Various ceramics such as borides can be used.

It is desirable that the surface layer of the Co-based alloy according to any one of the first, second, fourth, and fifth aspects has Ni of 0.5% by weight or less and Ni + Fe of 3% by weight or less. . Further, it is desirable that the surface layer of the Fe-based alloy described in each of the first, fourth, and fifth aspects contains Ni at 0.5% by weight or less.

[0014]

DESCRIPTION OF THE PREFERRED EMBODIMENTS Next, a preferred embodiment of the sleeve for a Mg die-casting cylinder and a method of manufacturing the same according to the present invention will be described. [Embodiment 1] As shown in FIG. 1, a Mg die-cast cylinder 10 of the embodiment has a main body 11 and a sleeve 2 made of a composite material.
0 is attached by shrink fit. The sleeve 20 has a tribaloy coating layer 23 on the inner surface of a steel cylinder 21.

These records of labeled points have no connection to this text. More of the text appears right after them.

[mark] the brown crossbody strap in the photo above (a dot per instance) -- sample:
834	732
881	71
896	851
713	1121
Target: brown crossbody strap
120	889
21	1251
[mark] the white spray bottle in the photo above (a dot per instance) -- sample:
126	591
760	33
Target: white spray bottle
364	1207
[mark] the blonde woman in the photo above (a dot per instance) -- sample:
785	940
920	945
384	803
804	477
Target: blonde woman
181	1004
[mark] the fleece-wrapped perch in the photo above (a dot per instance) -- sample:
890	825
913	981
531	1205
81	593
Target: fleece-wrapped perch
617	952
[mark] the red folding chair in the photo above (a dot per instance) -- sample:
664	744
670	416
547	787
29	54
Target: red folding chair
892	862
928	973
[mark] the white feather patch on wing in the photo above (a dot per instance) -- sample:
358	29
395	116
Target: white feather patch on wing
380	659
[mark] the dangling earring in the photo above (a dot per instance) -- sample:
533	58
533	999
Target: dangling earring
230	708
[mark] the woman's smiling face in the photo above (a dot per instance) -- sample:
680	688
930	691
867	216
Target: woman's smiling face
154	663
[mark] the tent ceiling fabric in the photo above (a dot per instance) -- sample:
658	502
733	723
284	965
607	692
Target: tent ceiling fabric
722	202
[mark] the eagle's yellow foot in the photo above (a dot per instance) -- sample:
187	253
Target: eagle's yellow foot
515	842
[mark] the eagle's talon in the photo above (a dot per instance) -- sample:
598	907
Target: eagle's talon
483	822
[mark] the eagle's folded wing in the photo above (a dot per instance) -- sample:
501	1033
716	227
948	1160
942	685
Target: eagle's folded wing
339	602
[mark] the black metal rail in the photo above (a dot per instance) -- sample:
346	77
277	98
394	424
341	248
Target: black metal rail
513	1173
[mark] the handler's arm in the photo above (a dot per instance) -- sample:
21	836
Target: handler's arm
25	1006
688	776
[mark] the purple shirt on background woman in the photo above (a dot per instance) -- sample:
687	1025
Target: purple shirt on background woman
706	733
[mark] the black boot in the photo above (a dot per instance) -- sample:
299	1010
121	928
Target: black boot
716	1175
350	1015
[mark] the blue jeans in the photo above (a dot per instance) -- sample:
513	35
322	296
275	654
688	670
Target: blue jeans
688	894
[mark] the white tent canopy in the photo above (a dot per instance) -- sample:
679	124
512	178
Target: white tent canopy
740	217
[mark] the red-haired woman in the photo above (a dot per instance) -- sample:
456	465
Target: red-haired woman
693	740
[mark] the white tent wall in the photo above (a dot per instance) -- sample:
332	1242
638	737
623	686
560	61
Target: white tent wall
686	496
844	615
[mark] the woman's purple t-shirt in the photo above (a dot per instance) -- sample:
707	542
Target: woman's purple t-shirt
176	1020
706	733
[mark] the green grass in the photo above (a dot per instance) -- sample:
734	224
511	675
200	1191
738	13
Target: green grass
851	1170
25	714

The compositions of the steel cylinder 21 and the coating layer 23 are as follows.

[0016]

[Table 1]

As the steel cylinder 21 having the above composition, a forged product or a cast product is used. As shown in FIG. 2, the steel tubular body 21 is housed in an HIP pipe 31 made of SS41, and a mandrel 33 made of SS41 is inserted into the center of the tubular hole.
A tribaloy powder (manufactured by Gas Atomize, particle size ≦ 425 μm) is filled between the mandrel 33 and the steel cylinder 21, and after being sealed and degassed, subjected to pressure sintering at 1190 ° C. and 1200 atm for 180 minutes in a HIP apparatus. Then, the HIP tube 31 and the mandrel 33 are scraped from the sintered product thus obtained, and the coating layer 23 is finished according to the outer diameter of the piston. In the example, the sleeve 20 was adjusted to have an inner diameter of 80 mm and an outer diameter of 110 mm. In addition, the thickness of the coating layer 23 is 5 m.
m. Thus, the sleeve 20 is obtained. When the surface hardness of the coating layer 23 of the sleeve 20 thus obtained was measured, the hardness was Hv847 (HRC63).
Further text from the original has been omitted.